Creating a sustainable economic order will certainly require changes in the everyday lives of most people, especially in rich countries. (It will also require greater equality, and the promotion of collective rather than individual interests, which is why it should be especially a project of the left.) But such changes can be framed and pursued as enabling a more convivial, enjoyable and fulfilling existence. In reflecting on the wider politics of eco-transition, we can learn from the hopeful and, ultimately, hedonistic dynamic that has powered the development of woonerven and similar projects that aim for more livable towns and cities.
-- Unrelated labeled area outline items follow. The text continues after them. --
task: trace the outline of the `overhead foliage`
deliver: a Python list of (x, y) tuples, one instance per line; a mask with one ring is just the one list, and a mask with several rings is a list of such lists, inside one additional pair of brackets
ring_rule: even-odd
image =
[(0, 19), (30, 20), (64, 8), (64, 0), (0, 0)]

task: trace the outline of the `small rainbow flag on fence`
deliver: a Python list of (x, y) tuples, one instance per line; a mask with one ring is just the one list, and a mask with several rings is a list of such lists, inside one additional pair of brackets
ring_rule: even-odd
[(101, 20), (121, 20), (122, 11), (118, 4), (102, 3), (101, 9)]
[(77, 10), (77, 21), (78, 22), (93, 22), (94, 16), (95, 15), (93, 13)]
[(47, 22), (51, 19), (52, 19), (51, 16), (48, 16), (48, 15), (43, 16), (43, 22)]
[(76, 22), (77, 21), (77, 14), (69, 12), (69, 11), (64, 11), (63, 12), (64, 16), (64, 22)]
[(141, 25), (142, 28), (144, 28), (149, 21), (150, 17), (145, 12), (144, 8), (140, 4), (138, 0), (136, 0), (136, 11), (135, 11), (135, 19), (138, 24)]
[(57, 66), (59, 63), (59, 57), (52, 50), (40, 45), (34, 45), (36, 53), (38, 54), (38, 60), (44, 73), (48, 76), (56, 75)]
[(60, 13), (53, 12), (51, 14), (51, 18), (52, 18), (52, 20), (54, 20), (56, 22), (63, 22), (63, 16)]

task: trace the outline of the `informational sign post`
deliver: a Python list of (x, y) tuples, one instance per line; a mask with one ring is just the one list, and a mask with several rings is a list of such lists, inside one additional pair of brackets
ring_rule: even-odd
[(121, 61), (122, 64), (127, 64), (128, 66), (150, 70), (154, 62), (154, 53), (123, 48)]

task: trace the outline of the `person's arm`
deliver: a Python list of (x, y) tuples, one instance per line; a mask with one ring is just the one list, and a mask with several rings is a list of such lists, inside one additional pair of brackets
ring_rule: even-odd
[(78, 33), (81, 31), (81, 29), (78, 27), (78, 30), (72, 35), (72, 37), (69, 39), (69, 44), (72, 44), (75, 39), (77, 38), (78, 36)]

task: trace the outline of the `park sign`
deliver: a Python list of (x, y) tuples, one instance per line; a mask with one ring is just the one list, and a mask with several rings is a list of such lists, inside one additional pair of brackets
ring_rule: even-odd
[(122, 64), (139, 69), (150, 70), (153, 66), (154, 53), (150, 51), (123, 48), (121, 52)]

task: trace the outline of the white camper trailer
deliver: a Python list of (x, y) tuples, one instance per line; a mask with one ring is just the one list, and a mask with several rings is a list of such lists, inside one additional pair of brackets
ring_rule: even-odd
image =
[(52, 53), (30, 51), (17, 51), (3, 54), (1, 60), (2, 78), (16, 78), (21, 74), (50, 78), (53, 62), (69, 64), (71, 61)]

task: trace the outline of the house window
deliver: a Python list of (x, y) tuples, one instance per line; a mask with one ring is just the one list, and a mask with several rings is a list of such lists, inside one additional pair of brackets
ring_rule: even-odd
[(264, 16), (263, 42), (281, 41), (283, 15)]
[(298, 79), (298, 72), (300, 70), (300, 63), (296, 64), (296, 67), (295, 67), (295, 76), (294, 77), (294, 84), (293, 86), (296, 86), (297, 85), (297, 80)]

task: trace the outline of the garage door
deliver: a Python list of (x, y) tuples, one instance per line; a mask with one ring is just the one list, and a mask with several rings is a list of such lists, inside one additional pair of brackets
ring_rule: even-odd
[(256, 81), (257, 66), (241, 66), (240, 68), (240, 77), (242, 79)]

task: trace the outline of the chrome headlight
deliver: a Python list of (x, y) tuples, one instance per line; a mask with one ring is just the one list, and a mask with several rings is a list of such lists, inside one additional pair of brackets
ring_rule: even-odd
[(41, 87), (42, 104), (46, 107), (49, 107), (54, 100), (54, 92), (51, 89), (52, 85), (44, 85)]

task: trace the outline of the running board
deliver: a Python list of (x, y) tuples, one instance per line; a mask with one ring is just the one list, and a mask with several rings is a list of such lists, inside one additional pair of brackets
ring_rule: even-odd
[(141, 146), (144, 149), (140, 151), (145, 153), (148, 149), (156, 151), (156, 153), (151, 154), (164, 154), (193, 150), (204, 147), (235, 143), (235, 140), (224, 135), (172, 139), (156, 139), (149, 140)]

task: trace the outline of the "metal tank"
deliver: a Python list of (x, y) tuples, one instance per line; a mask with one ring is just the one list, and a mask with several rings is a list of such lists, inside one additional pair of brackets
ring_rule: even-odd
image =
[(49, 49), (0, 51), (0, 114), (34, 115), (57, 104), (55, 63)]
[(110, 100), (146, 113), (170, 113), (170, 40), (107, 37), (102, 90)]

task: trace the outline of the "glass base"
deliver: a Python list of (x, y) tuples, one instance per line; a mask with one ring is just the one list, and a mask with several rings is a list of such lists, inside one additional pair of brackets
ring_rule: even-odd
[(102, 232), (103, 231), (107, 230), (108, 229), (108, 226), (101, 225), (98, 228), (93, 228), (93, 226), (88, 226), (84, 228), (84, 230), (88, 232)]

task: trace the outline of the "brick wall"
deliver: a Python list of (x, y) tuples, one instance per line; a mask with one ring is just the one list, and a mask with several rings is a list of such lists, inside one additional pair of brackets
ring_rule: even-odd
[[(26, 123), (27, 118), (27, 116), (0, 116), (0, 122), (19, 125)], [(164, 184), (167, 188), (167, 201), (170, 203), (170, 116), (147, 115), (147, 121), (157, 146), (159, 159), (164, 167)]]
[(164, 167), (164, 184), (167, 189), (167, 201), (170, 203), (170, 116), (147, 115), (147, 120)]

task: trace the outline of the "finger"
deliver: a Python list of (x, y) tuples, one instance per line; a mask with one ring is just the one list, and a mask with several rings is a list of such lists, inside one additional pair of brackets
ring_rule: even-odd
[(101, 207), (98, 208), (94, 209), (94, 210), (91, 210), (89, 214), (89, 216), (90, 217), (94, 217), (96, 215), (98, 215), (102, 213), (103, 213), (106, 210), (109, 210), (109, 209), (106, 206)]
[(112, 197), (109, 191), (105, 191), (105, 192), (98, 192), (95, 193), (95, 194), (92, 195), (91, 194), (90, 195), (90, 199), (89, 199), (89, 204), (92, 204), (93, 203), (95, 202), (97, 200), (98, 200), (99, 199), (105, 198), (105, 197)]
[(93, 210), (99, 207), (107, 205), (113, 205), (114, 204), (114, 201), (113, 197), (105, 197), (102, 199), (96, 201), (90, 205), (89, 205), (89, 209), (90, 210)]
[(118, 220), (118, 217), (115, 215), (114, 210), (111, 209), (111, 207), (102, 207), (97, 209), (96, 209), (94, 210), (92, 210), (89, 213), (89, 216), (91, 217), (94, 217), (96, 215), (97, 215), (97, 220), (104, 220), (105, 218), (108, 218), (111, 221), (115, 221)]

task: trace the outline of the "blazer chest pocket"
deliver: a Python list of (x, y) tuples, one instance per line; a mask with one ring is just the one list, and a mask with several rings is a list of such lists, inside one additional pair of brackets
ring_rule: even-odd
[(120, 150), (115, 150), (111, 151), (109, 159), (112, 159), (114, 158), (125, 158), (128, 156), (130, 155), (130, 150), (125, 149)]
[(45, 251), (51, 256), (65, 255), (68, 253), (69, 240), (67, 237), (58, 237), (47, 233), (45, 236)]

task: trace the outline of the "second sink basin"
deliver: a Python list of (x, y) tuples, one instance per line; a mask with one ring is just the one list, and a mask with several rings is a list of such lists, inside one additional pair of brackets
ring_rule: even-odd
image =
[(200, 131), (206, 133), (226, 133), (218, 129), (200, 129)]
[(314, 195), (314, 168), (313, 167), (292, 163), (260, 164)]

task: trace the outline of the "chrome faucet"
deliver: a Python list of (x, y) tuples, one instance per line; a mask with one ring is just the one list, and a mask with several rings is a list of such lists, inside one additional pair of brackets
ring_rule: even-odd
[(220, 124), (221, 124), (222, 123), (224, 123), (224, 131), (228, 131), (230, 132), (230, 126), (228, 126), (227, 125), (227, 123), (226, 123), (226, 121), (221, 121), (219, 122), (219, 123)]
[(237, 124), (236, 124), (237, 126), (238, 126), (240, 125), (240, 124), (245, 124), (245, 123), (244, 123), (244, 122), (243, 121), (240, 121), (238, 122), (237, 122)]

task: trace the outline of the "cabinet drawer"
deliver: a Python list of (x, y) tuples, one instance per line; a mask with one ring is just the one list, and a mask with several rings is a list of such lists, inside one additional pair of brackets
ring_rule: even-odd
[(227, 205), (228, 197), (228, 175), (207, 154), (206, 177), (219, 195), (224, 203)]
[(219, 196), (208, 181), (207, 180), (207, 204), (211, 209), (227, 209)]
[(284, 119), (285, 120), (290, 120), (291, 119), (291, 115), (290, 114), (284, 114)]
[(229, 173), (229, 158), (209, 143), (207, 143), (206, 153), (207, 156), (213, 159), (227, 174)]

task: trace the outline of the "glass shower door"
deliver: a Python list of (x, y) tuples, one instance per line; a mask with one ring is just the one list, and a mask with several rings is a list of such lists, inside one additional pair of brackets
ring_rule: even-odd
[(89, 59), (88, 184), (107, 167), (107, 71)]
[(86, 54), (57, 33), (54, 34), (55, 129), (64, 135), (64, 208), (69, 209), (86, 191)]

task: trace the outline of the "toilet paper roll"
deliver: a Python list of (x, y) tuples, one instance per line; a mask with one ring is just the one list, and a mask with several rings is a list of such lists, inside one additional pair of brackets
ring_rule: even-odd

A positive vision of a green renaissance is essential once we acknowledge that we are not entering a short period of adjustment, after which business as usual can resume, but embarking on a decades-long transition. Security and a good life for everyone will be the objective, on the basis of a circular and reproductive – and thus necessarily post-capitalist – economy. It is not reasonable to expect progressive politicians to declare that they already have a blueprint for this transition, let alone to spell out each step on the way.

But an imaginative vision of the society it might inaugurate is badly needed, at a time when our vision of the future, reduced to avoidance or mitigation of climate catastrophe, is devoid of utopian hope. If left-leaning politicians do not acknowledge the need for far-reaching transformation, and do not persuade voters to support the changes it will require, the populist right is poised to implement its own agenda: an agenda of defiant ecological inaction, plus the mobilisation via the culture war of resentment against anyone – migrants, “woke” ecologists and greens, cyclists, the scientific elite – who can be made scapegoats for the crises that lie in wait.